Por Eliana Maria (Ir. Gabriela, Obl. OSB)
*Artigo
d0 Padre Alfredo Sampaio Costa, SJ
‘Darío Restrepo, no Diccionario
de Espiritualidad Ignaciana1 , escreveu um precioso verbete
sobre a ‘conversação espiritual’. Trazemos aqui suas principais
reflexões e as comentamos. Causa impressão a confiança que Inácio deposita na
palavra para poder encontrar a Deus e como instrumento para ajudar aos
próximos. ‘Conversar’ é uma palavra complexa. Segundo Santo Inácio, pode
significar a relação com alguém (conversar-tratar com) e/ou o falar com o outro
(conversação-diálogo), dependendo do contexto (cf. Const.

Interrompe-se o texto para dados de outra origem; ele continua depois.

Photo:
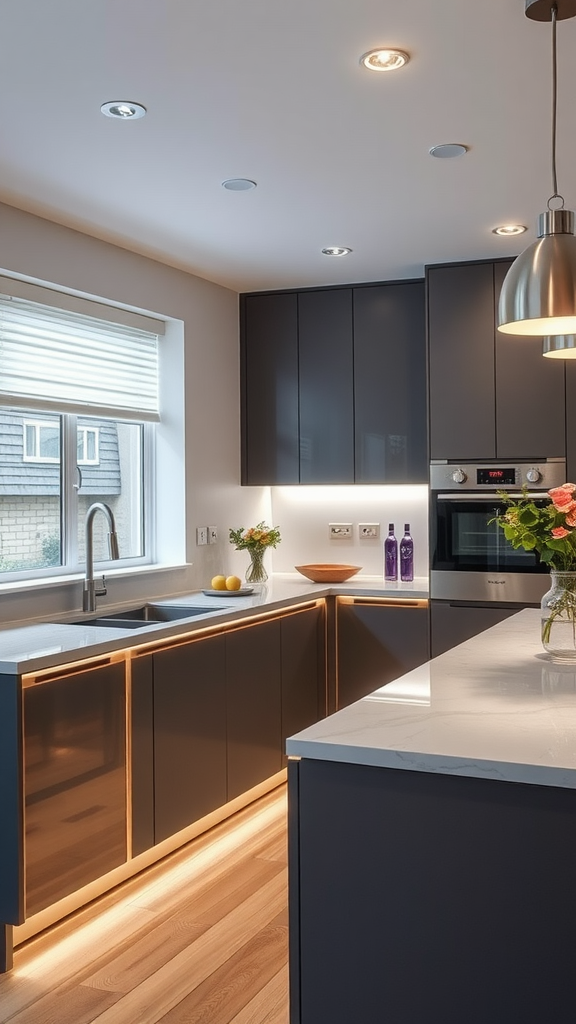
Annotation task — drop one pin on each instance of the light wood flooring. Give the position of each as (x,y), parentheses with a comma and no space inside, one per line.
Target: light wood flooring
(201,937)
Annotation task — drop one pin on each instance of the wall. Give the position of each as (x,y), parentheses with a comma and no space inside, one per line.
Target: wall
(199,484)
(303,514)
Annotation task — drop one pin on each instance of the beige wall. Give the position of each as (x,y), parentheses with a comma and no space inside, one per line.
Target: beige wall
(208,493)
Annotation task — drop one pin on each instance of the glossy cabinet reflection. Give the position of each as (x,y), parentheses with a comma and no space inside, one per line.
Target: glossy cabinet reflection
(75,781)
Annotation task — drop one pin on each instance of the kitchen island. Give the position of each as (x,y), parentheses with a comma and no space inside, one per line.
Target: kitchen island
(432,836)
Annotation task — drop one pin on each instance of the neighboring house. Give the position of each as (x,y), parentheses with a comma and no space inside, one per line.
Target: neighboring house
(30,482)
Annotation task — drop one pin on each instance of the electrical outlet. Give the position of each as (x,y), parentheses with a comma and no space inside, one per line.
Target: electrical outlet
(339,530)
(369,530)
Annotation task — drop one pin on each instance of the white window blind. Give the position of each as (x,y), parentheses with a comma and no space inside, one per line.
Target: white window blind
(53,357)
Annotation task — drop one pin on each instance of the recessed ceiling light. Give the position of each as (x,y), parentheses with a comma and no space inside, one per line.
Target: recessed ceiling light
(447,150)
(509,229)
(336,251)
(239,184)
(384,59)
(123,109)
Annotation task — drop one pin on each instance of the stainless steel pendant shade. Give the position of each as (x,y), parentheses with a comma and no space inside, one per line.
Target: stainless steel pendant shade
(538,295)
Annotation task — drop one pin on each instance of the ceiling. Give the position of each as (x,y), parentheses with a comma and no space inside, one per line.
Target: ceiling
(275,92)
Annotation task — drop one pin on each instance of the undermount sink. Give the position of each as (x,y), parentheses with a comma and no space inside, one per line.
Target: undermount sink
(147,614)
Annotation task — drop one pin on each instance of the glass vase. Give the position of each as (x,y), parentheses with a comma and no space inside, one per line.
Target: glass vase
(255,571)
(559,616)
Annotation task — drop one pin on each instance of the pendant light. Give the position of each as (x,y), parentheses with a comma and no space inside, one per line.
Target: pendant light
(538,295)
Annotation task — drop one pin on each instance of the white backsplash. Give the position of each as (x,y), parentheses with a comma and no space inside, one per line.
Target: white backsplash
(302,513)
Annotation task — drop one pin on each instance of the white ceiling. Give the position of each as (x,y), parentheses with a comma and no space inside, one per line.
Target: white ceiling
(274,91)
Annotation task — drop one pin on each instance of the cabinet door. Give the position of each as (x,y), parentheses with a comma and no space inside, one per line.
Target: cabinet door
(530,394)
(190,768)
(376,644)
(142,753)
(253,706)
(460,301)
(303,671)
(389,376)
(75,781)
(326,369)
(270,388)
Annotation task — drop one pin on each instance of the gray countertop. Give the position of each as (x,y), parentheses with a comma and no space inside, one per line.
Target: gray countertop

89.196.729.637.814637, 802…). No século XVI não era usual empregar a palavra ‘diálogo’.
O termo ‘falar’ inaciano segue ordinariamente o sentido geral que se dá
a ele na língua espanhola. Algumas poucas vezes Santo Inácio o toma como
equivalente ao ‘conversar espiritualmente’ (cf. Aut. 21.28.42.56.65-67,
70; Const. 157. 250.726; Diário Espiritual (DE) 15.53,54.63.69.74.77.95.113).
A experiência de
Inácio em termos de conversação
A conversação de Inácio foi
muito mais adquirida que inata; aprendida e moldada pacientemente mais que
espontânea. Isso foi ainda mais notório referido à sua conversação espiritual;
terá um como, um porquê e um para quê, ‘indo sempre buscar o que quero’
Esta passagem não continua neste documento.